Perhaps the mission<s> that could most answer some "big questions" without being flagship scale is network science. Always a bridesmaid, but never a bride, it's always everybody's <maybe not quite> second choice for the next Mars Mission. It's what Pathfinder was the pathfinder FOR till it was forgotten before Pathfinder even flew!.
It's true - Pathfinder was the prototype for MESUR (Mars Environmental Survey, I think) which would be a network of a dozen or so cheap landers. The network got cancelled, the prototype made it out
A Netlander type project is where I think ESA should be going instead of ExoMars imho.
Doug
Yes, but how do you make a network mission sexy? That's the real question.
What about a lander network paired with an impactor? That could make it attractive enough that media interest could be drummed up. Hmmm... Maybe something like this: Send a seismic lander network to Mars, followed by a rover. The cruise stage for the rover is designed to be "smart" enough to target the center of the lander network after dropping the rover.

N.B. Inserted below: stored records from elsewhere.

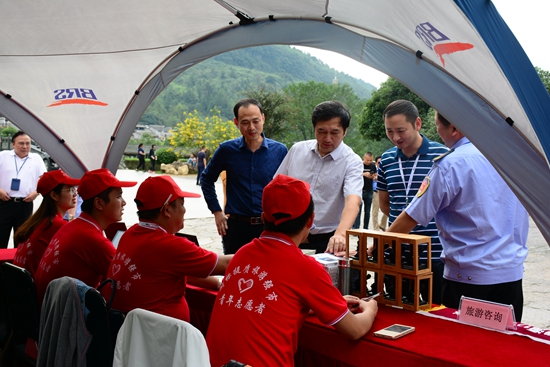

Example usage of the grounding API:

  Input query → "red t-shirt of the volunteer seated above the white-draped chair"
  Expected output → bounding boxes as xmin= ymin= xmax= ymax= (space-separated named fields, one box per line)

xmin=105 ymin=221 xmax=218 ymax=322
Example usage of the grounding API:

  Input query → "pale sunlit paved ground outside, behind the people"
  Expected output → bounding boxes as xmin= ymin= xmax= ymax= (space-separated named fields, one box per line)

xmin=10 ymin=170 xmax=550 ymax=329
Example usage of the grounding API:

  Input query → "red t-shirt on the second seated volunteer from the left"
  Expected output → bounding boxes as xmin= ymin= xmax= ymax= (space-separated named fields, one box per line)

xmin=35 ymin=213 xmax=116 ymax=302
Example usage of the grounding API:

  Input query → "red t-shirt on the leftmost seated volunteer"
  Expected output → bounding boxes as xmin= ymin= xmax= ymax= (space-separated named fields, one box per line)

xmin=13 ymin=213 xmax=67 ymax=278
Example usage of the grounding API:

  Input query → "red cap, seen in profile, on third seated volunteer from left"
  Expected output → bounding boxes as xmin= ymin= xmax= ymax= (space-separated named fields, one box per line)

xmin=134 ymin=175 xmax=201 ymax=211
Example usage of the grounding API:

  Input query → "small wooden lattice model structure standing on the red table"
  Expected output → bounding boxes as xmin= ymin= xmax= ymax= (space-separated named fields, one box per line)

xmin=346 ymin=229 xmax=432 ymax=311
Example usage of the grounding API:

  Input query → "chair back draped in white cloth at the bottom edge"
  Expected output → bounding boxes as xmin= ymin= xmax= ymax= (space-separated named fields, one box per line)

xmin=113 ymin=308 xmax=210 ymax=367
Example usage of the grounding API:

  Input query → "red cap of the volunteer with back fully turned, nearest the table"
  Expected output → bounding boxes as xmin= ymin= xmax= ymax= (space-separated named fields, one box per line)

xmin=262 ymin=174 xmax=311 ymax=225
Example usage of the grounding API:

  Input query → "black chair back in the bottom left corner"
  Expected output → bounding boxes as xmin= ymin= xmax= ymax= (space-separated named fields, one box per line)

xmin=2 ymin=263 xmax=40 ymax=366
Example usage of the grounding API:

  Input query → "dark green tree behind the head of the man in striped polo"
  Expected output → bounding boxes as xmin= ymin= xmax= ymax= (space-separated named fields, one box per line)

xmin=359 ymin=78 xmax=437 ymax=140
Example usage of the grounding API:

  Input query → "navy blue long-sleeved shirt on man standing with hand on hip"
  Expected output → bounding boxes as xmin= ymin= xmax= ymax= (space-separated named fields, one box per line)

xmin=201 ymin=133 xmax=288 ymax=217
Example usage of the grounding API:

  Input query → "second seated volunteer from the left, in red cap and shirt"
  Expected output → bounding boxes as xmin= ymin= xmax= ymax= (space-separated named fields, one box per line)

xmin=35 ymin=168 xmax=137 ymax=301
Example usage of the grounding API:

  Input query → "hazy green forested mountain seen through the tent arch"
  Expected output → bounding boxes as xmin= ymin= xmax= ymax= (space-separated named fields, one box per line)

xmin=140 ymin=45 xmax=376 ymax=126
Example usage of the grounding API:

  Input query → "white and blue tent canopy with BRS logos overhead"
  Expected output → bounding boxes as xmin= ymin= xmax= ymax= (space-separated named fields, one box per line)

xmin=0 ymin=0 xmax=550 ymax=246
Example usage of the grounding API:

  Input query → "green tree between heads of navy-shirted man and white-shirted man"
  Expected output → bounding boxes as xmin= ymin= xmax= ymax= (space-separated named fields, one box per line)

xmin=244 ymin=85 xmax=289 ymax=140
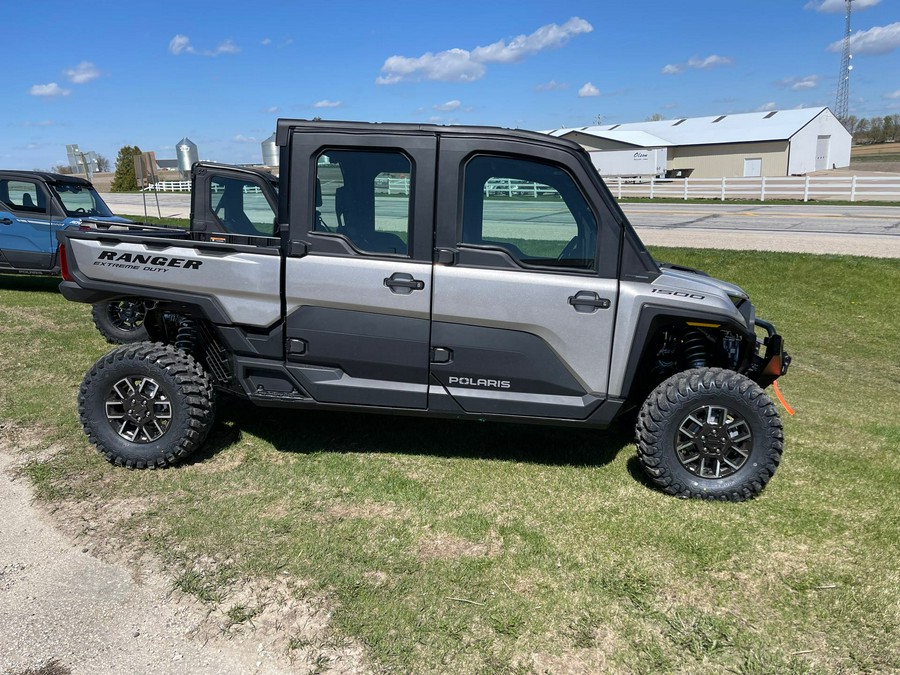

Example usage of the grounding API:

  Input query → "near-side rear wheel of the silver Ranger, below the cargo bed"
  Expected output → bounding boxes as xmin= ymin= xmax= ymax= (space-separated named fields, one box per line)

xmin=78 ymin=342 xmax=214 ymax=469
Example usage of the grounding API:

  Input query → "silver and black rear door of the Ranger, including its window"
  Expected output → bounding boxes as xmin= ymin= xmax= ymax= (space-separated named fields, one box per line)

xmin=281 ymin=129 xmax=436 ymax=408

The MER cruise stage weighed 1,000 kg. The MSL cruise stage will probably be slightly larger. It might not make a significant crater, but I bet it'll make a nice THUMP for a seismic network to use. The negative would be that the landers would have to be fairly close together, limiting the amount of detailed seismic information you could get. But I bet that given the data set, scientists could do some amazing stuff. Look at helioseismology...We can tell what's happening on the other side of the sun based on the waves we see on this side.
I think that a tremendous amount of science could be done by pairing the netlander payload with Pathfinder-sized rovers for site exploration. With technological advances over the 15 years since the Pathfinder mission, the rover could be respectable. Not MER-class by any means. We have so little ground truth about Mars that even exploring the 100 m around the lander would be useful. And this would be in addition to the primary mission, would would be the long-lived network science station.

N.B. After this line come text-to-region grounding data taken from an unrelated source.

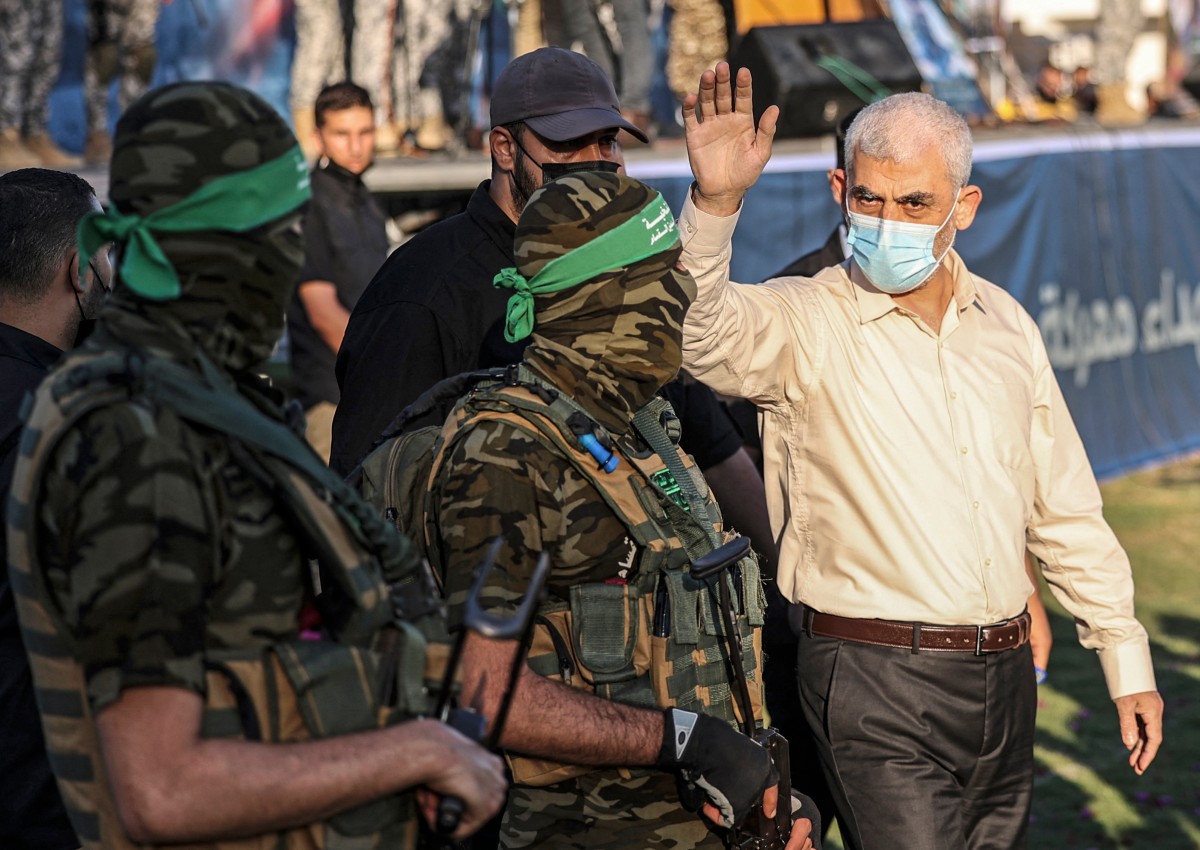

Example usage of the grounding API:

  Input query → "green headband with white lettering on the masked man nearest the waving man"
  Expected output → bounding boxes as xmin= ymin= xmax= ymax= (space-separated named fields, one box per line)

xmin=492 ymin=194 xmax=679 ymax=342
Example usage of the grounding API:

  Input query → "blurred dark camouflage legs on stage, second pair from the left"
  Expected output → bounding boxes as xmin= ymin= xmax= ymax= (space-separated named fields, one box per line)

xmin=83 ymin=0 xmax=163 ymax=166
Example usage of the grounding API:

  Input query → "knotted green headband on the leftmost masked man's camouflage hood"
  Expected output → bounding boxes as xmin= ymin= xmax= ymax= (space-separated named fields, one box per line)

xmin=76 ymin=148 xmax=312 ymax=301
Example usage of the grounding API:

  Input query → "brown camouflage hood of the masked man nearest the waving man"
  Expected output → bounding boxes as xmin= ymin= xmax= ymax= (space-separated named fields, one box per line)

xmin=515 ymin=172 xmax=696 ymax=433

We're still talking about far too much expensive missions here as compared to what we know we'll have until Sample Return. I don't think we need sexy probes for the coming 10 years or so, We can afford continuous science if done by cheap probes and I guess this could be sold to Alan and Al as far as the sexiest missions will go to outer planets.
That depends on what kind of network we have. Also, MetNet is a real possibility. Some of the Finnish landers do exist, and two precursor penatrators may fly on Phobos Grunt or on a stand-alone mission (in which case it might be three). The actual MetNet mission calls for 16 of them. http://www.ava.fmi.fi/metnet-portal/?sivu=mainpage
looking at just the instrumentation
http://www.ava.fmi.fi/metnet-portal/?sivu=payload
I think they've got everything covered.
I want image and a smidgen of physical geology. Meteorology is determined in part by local topography and the physical geology: roughness, albedo, thermal inertia. I simply don't want to go down to the surface without a rudimentary whole-panorama view... Huygen's surface images left me screaming inside my skull.. the same frame again, again, again. (I know why.. it still frustrates me). The soil probe gives a bit more info about landing site. There are so many essentially unexplored terrain types... we need a little info on them.

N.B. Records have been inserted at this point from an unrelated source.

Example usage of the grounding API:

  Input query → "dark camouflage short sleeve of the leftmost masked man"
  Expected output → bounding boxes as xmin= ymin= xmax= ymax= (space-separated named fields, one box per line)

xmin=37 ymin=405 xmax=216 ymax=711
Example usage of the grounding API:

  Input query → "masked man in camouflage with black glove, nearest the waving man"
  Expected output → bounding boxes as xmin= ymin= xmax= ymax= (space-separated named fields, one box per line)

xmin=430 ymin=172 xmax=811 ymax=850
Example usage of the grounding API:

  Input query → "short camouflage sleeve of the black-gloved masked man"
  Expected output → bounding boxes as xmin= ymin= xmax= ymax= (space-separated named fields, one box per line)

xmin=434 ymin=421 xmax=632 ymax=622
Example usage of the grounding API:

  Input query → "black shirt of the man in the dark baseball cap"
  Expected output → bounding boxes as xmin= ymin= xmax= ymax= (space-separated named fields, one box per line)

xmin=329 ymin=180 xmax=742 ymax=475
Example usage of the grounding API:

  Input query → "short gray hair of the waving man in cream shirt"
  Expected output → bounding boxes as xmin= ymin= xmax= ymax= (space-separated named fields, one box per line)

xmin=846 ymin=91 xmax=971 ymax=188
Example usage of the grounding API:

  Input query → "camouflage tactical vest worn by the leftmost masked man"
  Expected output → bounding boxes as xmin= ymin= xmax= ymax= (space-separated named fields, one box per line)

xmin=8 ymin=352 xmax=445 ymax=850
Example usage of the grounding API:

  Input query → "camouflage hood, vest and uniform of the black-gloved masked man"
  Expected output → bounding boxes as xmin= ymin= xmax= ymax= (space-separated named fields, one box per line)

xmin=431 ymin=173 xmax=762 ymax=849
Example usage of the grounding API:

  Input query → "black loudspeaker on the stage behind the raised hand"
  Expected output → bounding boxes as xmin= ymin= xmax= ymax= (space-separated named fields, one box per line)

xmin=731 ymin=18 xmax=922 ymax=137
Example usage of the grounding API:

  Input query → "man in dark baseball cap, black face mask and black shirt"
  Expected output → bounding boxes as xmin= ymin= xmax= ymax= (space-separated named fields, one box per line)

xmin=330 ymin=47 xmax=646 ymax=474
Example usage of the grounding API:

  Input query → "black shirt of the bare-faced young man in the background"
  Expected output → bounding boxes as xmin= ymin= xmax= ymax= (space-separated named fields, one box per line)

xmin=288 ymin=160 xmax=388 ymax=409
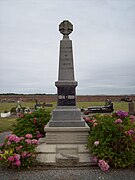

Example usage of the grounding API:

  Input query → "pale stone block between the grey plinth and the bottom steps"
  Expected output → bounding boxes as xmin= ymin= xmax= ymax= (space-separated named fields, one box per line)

xmin=44 ymin=122 xmax=89 ymax=144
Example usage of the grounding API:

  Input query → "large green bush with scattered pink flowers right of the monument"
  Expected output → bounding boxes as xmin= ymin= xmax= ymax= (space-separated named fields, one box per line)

xmin=85 ymin=111 xmax=135 ymax=171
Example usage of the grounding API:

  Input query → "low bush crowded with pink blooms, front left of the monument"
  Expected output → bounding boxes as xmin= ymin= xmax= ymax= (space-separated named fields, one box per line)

xmin=0 ymin=134 xmax=38 ymax=168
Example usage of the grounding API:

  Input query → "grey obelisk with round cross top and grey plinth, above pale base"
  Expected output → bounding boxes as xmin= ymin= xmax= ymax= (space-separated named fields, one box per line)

xmin=49 ymin=20 xmax=85 ymax=127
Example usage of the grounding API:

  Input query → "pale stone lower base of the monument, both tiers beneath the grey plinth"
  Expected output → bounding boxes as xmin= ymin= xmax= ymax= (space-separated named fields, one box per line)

xmin=37 ymin=124 xmax=95 ymax=166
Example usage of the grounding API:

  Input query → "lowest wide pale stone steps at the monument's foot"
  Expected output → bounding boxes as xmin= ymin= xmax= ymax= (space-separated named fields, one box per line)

xmin=37 ymin=143 xmax=96 ymax=166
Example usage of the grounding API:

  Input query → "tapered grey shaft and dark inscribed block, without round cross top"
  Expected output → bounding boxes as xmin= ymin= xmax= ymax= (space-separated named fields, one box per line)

xmin=55 ymin=37 xmax=77 ymax=106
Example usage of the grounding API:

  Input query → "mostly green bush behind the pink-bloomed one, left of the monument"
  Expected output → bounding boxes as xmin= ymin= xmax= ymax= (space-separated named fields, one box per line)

xmin=13 ymin=109 xmax=51 ymax=139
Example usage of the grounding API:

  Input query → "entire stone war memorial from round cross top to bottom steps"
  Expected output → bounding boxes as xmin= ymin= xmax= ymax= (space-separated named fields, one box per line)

xmin=37 ymin=20 xmax=93 ymax=165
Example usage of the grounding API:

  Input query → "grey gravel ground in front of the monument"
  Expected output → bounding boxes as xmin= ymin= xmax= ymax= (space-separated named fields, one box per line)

xmin=0 ymin=132 xmax=135 ymax=180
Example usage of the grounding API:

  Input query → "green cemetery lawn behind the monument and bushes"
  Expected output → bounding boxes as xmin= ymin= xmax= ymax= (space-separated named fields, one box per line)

xmin=0 ymin=102 xmax=128 ymax=132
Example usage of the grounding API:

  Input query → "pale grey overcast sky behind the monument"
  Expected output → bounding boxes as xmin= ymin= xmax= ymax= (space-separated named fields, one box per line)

xmin=0 ymin=0 xmax=135 ymax=95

I want meteorology: Wind, Temp, Pressure, water vapor and dust.
I want climatology: The optical sensor (light levels, maybe sky photometry) plus long duration on the meteorology gives that.
I want geophysics. The essential two are seismic and magnetometric. They are the 2 1/2 real ways to probe the deep interior below the "remote sensable" and "geolgically inferrable" crustal structure. These are them, plus whole planet dynamics probeable with the radio science links.
I want as many sites as possible. Sample different terrains, latitudes. The more network sites the better for climate, meteorology and geophysics.